Originally posted by TomCr
There is not really enough information here, so I will make some assumptions:
The ladder is standing at 90 degrees (it actually would be leaning against the wall at some undescribed angle).
The ground is 90 degrees from the top of the ladder.
The man moving down the ladder would not affect the speed of the ladder. This is, of course, a ba han this no matter how he does it.
This puzzle needs more information to do properly.
I did later say the ladder and the man massed 100 kg.

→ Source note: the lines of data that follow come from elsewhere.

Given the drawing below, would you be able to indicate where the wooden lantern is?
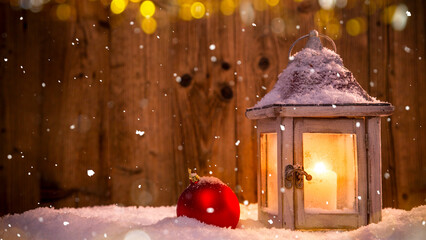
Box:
[246,31,394,229]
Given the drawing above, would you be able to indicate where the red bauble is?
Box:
[176,174,240,228]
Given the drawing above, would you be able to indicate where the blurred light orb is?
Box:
[266,0,280,7]
[56,3,71,21]
[271,17,285,34]
[139,1,155,18]
[391,4,411,31]
[124,230,151,240]
[142,17,157,34]
[336,0,348,8]
[19,0,32,10]
[253,0,268,12]
[110,0,128,14]
[220,0,236,16]
[318,0,336,10]
[179,3,192,21]
[240,2,256,25]
[191,2,206,19]
[346,18,361,36]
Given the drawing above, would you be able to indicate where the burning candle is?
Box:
[304,162,337,210]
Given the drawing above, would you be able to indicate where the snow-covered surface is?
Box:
[0,204,426,240]
[254,34,380,108]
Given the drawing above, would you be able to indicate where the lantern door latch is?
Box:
[284,165,312,188]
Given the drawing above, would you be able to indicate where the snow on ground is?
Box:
[0,204,426,240]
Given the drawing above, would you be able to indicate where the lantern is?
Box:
[246,31,394,229]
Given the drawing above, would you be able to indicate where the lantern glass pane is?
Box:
[260,133,278,215]
[303,133,357,213]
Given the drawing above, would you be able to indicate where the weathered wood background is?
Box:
[0,0,426,215]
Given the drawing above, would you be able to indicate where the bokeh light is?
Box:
[179,3,192,21]
[336,0,348,8]
[110,0,128,14]
[56,3,71,21]
[191,2,206,19]
[318,0,336,10]
[142,17,157,34]
[271,18,285,34]
[391,4,408,31]
[253,0,268,11]
[139,1,155,18]
[220,0,236,16]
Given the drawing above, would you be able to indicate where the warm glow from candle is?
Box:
[314,162,327,173]
[305,162,337,210]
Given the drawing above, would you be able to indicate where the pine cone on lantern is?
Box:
[176,169,240,228]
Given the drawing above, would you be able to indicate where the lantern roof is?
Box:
[246,30,393,118]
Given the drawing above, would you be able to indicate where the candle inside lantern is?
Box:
[304,162,337,210]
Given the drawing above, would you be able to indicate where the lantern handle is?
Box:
[288,30,337,59]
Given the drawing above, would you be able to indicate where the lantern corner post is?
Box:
[279,116,295,230]
[366,116,382,223]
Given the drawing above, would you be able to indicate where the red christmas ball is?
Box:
[176,173,240,228]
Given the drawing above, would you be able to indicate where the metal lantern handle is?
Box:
[288,31,337,58]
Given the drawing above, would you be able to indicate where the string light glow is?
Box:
[139,1,155,18]
[191,2,206,19]
[179,3,192,21]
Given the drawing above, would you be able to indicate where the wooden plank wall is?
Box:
[0,0,426,215]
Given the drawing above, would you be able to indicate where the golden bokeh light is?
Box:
[220,0,236,16]
[56,3,71,21]
[142,17,157,34]
[266,0,280,7]
[139,1,155,18]
[110,0,128,14]
[179,3,192,21]
[271,17,285,34]
[318,0,336,10]
[253,0,268,11]
[382,4,409,31]
[191,2,206,19]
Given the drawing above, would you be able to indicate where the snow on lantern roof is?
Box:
[247,30,393,118]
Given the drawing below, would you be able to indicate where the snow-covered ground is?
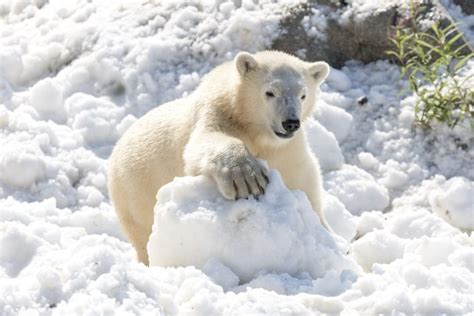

Sorry, I made unstated assumptions about the setup, at first vertical with reference to the ground and the ground indeed 90 degrees from the vertical.
You state the man moves down the ladder at a uniform speed, don't you mean a uniform acceleration?
Also, it seems the man would be pushed away from the wall by the ladder on the way down, not much as I think he gets to the ground well before the ladder and the energy it takes to move the man away from the wall would be taken from the kinetic energy of the ladder's fall so that would complicate things a bit! It looks intuitively like the path the man would take, that is to say, the graph of his motion in Z and X would be a parabola.
As T=Sqr root (2S/A) for simple freefall time, 15 meter fall takes very close to 1.75 seconds. 30/9.8= 3.06, square root of that being 1.75 seconds, close enough anyway.
It looks to me like the X movement would be the half the ladders movement in 1.75 seconds and when the ladder is vertical, I think it safe to say for the initial velocity of 0.25 m/s while vertical, the assumption can be made to ignore gravity and just go with that initial push velocity.
So in 1.75 seconds, the top of the ladder would have moved 0.35 meter and as the man falls down he would be traversing sections of the ladder moving progressively less and less where at the bottom the movement in the X direction would be zero so it seems safe to say the ladder would have pushed him away from the wall half of 0.35 or 0.175 meter.
Does these seem accurate numbers? One assumption I made is to ignore friction between the man and the ladder on his downward traverse.
If those numbers are correct and he gets to the ground in less than 2 seconds, it seems for that amount of time he would be slowing down the fall of the ladder so it would have a skewed velocity curve on its downward fall, say 1.75 seconds of velocity A followed by strictly gravitational fall. I don't know how to calculate that one though.